Wahyu
Melihatnya lagi di usia mendekati senja, bukanlah kehendakku. Setelah sekian lama bertugas ke Nusa Tenggara Timur untuk melupakan luka hatiku, tiba-tiba saja aku harus pulang karena satu alasan: daerah rawan konflik. Ya, di sana memang sering terjadi pertentangan antaretnis ataupun antaragama. Dan aku diperbolehkan atau mungkin tepatnya dipaksa pulang ke Jawa.

Di Jawa, aku bertugas di sebuah SMP. Entah mengapa, akhirnya aku menjadi orang kepercayaan kepala sekolahku. Akhirnya aku pun disuruh maju sebagai guru berprestasi.Menang. Tahun berikutnya, disuruh maju pula untuk ikut tes calon kepala sekolah. Berhasil pula. Dan di sini, kutemui wajahnya lagi.
Masih cantik, namun ada gurat duka di wajahnya. Hidupnya berat, itu yang aku tahu. Jangan ditanya lagi tentang perasaanku. Dialah satu-satunya perempuan yang pernah mengisi hatiku. Meskipun jantungku sudah cukup tua, namun dia bisa berdenyut lebih kencang jika kutengah melihatnya.


Menatapnya diam-diam dari luar kelas ketika ia mengajar, melihatnya dari jendela kaca jika ia sedang bersenda gurau dengan teman-teman, atau sedang beramah tamah dengan murid-murid akhirnya menjadi kebiasaanku yang kurasa sangat menyenangkan. Entah mengapa, tiba-tiba aku merasa sedang jatuh cinta lagi. Ingatanku melayang pada masa lebih dari dua dekade lalu: ternyata rasanya jatuh cinta masih sama, ya.

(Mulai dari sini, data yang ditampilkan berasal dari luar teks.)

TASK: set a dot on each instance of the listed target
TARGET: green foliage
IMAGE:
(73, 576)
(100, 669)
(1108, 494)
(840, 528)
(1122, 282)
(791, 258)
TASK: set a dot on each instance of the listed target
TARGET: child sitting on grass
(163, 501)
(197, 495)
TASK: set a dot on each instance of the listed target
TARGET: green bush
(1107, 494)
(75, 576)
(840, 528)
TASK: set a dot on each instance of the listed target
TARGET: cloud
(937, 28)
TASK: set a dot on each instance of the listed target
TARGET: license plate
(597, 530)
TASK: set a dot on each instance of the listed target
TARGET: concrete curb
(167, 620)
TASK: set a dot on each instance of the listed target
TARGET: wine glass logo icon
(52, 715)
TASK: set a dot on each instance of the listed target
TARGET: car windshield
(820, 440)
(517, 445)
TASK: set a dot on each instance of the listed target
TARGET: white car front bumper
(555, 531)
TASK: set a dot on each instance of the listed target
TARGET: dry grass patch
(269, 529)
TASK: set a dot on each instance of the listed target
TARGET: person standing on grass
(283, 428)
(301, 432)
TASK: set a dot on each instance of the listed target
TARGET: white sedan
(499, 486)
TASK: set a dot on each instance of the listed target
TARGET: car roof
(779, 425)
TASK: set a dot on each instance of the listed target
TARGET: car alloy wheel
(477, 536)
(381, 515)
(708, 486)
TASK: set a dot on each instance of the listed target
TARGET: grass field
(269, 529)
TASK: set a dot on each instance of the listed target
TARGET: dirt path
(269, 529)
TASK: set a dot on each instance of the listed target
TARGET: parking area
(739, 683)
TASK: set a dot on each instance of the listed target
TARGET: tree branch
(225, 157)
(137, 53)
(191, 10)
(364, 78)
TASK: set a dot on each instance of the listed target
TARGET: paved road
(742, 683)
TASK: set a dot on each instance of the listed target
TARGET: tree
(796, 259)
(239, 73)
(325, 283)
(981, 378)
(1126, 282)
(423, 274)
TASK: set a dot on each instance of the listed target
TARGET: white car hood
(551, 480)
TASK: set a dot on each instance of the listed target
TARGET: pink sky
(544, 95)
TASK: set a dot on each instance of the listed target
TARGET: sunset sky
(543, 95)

Adakah ia juga menyimpan perasaan yang sama terhadapku? Kupikir masih, meskipun ia berusaha menyembunyikannya dariku, dari teman-teman, bahkan dari dirinya sendiri. Lihat, ia sering diam-diam memandangku pula, namun selalu dibuangnya pandangan jika aku memergokinya. Lihat, ia selalu begitu kikuk di depanku. Lihat, dia sering tersipu-sipu jika kutatap mata beningnya. Bukankah dia masih mencintaiku?

Akan kulamar ia pada orang tuanya untuk memenuhi janji yang pernah kuucapkan dulu kepadanya. Ya, sebelum orang lain mendahuluiku.
***
Santi
“Jangan,” itu yang kukatakan. Namun, aku takkan pernah bisa menolaknya. Lihat tatapannya yang masih setajam dulu.  Lihat, betapa sinar kerinduan begitu memancar dari tatapannya yang selama ini selalu disembunyikan.

Setelah lebih dari dua puluh tahun berpisah, dan selama beberapa minggu bekerja sebagai bawahannya, baru siang itu aku bertatap muka langsung dengannya, empat mata. Betapa aku pernah begitu merindukan tatapan mata itu, untuk menemai malam-malamku yang senantiasa dingin dan beku.

“Aku sudah tahu semuanya,” katanya. “Seandainya engkau perbolehkan, aku akan mengobati semua lukamu selama ini.”

Aku menunduk kelu. Kata ‘jangan’ itu memang terucap dari bibirku. Pelan. Nyaris tak kelihatan. Tapi dia tak peduli. Aku tahu, dalam hatinya masih terdapat cinta untukku. Dan cinta untuknya? Tentu saja, ia selalu menempati sebuah sudut terdalam di palung hatiku. Di sudut paling dalam hingga tak ada seorang pun yang dapat melihatnya.

Sore tadi ia datang ke rumah, menawarkan cinta yang tertunda sekian lama. Ayahku pun mengangguk setuju. Dia tentu ingin juga melihat anaknya bahagia setelah sekian lama menahan lara hati atas penyesalan dan perasaan bersalah. Aku yakin, Mas Budi pun akan turut bahagia pula di alam sana.
Di ujung senja, kulihat cinta datang menawarkan bahagia.